The creators of the new Weave Bridge on the University of Pennsylvania campus in Philadelphia were not content simply to span some railroad tracks. Cecil Balmond and Arup’s Advanced Geometry Unit (AGU) have completed a bridge whose graphic punch ripples into the surrounding landscape. Its structural design eschews the chord, post, and web members of traditional truss systems, ushering pedestrians through a helix of interwoven diagonals.
Opened in June, the $2 million, 145-foot-long pedestrian bridge is among the first physical milestones in the university’s plan to transform a forlorn postal depot into a 24-acre complex of athletic fields, open green space, and recreational facilities to be known as Penn Park. Landscape architects Michael Van Valkenburgh Associates are in charge of site planning for this $40 million project along the Schuylkill River, which separates the campus from central Philadelphia. Both Balmond and Daniel Bosia, director of the London-based AGU, have taught architecture at Penn, so they were well positioned to land the job of designing the signature pedestrian bridge, and to study the site.
What makes the bridge so distinctive is what Bosia calls a “braided rope” structure consisting of six steel strands wrapping around the floor, walls, and ceiling of the walkway. Painted black to stand out from the nonstructural wood and glass infill surfaces (actually polymer boards and Perspex panels), the diagonal steel segments need no horizontal or vertical reinforcement.
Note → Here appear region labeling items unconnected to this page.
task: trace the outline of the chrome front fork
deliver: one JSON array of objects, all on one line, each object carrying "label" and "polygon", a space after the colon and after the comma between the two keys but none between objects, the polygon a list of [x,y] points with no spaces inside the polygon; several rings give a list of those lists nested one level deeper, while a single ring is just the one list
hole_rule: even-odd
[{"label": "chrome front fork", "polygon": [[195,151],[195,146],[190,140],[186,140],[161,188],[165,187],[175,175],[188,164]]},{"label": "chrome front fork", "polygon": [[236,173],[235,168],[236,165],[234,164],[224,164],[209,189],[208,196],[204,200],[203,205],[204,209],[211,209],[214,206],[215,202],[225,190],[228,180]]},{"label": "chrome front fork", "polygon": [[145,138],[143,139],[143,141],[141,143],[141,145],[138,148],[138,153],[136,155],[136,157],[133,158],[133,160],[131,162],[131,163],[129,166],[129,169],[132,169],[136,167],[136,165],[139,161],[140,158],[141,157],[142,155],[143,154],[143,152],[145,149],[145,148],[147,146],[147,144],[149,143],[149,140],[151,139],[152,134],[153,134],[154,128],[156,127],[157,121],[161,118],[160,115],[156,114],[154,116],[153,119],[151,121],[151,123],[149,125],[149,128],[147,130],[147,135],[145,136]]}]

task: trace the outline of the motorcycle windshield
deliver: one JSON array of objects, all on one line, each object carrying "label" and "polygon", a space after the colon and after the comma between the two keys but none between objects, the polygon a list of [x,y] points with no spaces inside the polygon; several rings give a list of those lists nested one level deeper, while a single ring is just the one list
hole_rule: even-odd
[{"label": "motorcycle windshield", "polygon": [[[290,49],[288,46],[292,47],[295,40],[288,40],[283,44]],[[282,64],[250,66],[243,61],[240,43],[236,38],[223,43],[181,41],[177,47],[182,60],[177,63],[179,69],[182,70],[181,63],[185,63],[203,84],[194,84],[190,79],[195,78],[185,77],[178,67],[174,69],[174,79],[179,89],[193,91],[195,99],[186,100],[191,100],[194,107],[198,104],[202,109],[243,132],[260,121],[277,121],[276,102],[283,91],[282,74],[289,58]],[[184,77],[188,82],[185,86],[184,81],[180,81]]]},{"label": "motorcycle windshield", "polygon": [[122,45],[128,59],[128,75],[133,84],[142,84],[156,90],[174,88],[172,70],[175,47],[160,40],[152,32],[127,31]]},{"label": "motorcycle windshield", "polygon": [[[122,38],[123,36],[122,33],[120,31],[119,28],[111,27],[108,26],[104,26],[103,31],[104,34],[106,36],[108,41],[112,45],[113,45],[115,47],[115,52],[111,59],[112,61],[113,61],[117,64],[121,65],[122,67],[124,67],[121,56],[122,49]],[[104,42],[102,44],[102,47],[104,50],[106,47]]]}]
“The intent was to dematerialize the box,” says Bosia. “We started with a three-dimensional coiling space. Instead of horizontal continuity, you have winding continuity.”
Credit: Courtesy Arup Advanced Geometry Unit
The new Weave Bridge at the University of Pennsylvania creates a pedestrian passage over the Amtrak train tracks that currently separate the main campus from athletic fields along the Schuylkill River.
In order to heighten the sense of seamless spiraling movement, Arup developed a custom connector plate to join roof and wall beams without a supporting frame. This joint detail emerged from Balmond’s 2002 collaboration with Toyo Ito for the Serpentine Pavilion, a lattice of intersecting lines and trapezoids. “The corners of the Weave Bridge yield strong buttress features,” says Balmond, who describes the elevations as “alternating transparency and opacity.”
The temporary ramps currently leading to the new bridge are just placeholders. According to Balmond’s plan, the geometric motif of the bridge will continue along the forthcoming approach ramps and onto the adjacent grounds. The bridge’s hovering steel braids will unfurl into strands of meandering walkways, seating, rocks, and plantings.
The 45-ton Weave Bridge is narrowest at the center of the span, flaring gradually toward the openings to increase visibility. Its sleek lightness of figure makes the adjacent rail bridges look cartoonishly massive–and makes the trek to the ballfields a lot more exciting.